Conclusions and Future Work

During the past four months, the UNH data center has been studied and the behavior of the system analyzed. The design team conducted extensive research to develop an understanding of the causes behind the current data center operating characteristics. At this point, the system has been effectively modeled, so the dynamics of the system are well understood. The model can now be used to test design alternatives to see if the efficiency of the facility can be improved.

A few obstacles were encountered during the first phase of this project. First, the task of obtaining measurements from the existing data center was challenging due to time constraints and instrument limitations. For future measurements, additional velocity and temperature transducers should be purchased. Furthermore, a velometer would provide an improved method of capturing the true volume flow rate from the perforated floor tiles, compared to the current method, which is somewhat crude. During the creation of the CFD model, approximations were made when specifying the heat loads of the racks. The original heat loads were based on technical specifications supplied by the manufacturers; however these values represented worst case scenarios (with the highest possible heat loads) and were not necessarily representative of the real system. Using the room measurements as a guide, the team was able to adjust the heat loads of the racks until valid results were achieved. Through this process, the team developed a sense of engineering judgment that will be useful in later aspects of the project.
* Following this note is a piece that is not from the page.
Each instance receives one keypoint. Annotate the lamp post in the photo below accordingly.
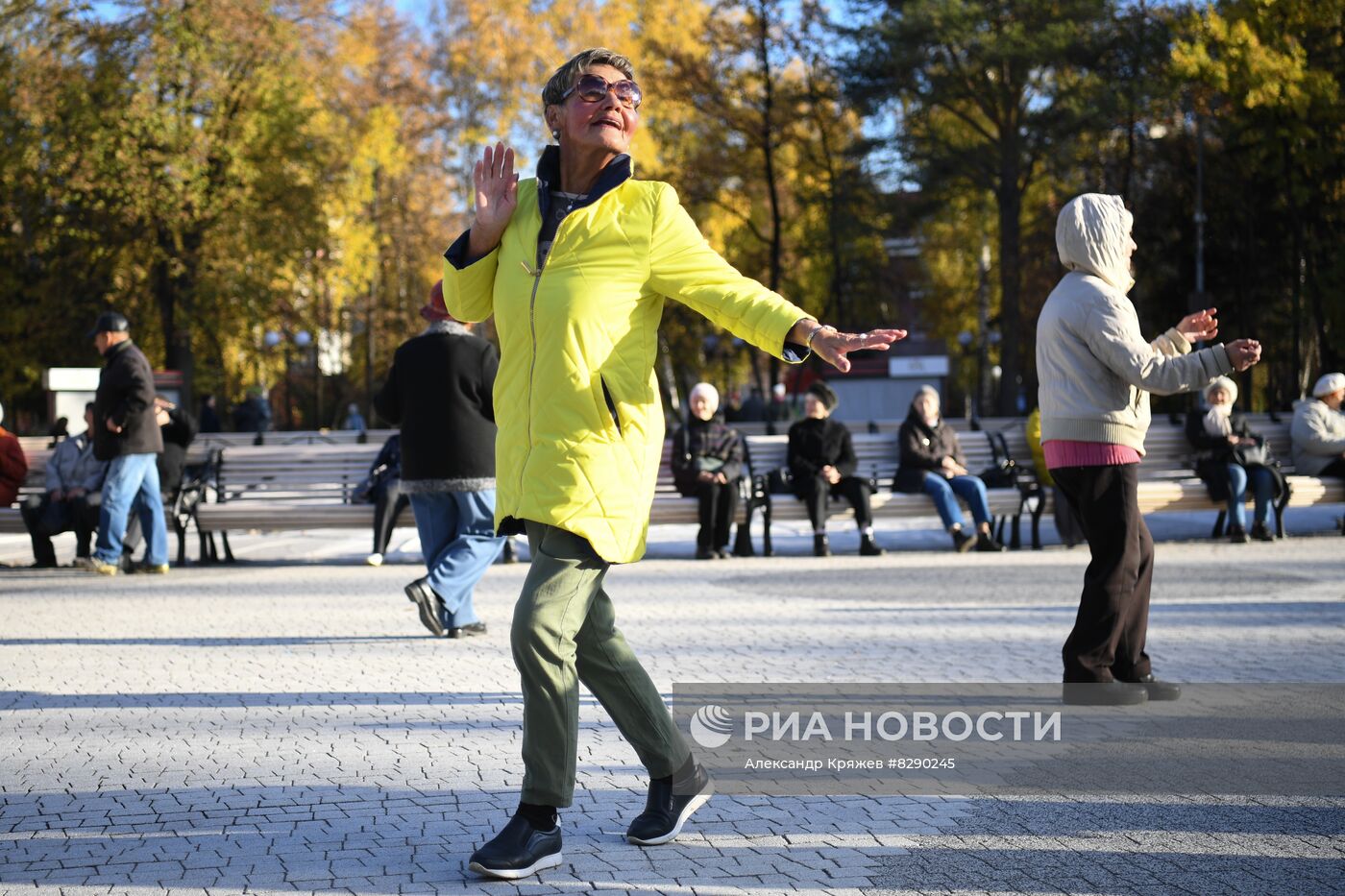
(302, 341)
(971, 408)
(984, 322)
The next focus of the project will be on developing system improvements and modeling the increase in thermal load anticipated for the next couple of years. All of these results will be presented to the director of UNH Data Services for review.

Acknowledgements

The UNH design team would like to thank a number of people who made this project possible. We would like to recognize the management team at the UNH Data Center, for their enthusiasm and cooperation throughout this project, and for allowing us to spend significant time in the data center gathering data. We would like to thank Professor John McHugh for acting as an advisor to the team, and for his assistance with the mathematical model of the system. Additionally, we would like to give a special thanks to the support staff at Applied Math Modeling Inc., for the use of their modeling tools, and for their valued support throughout the semester.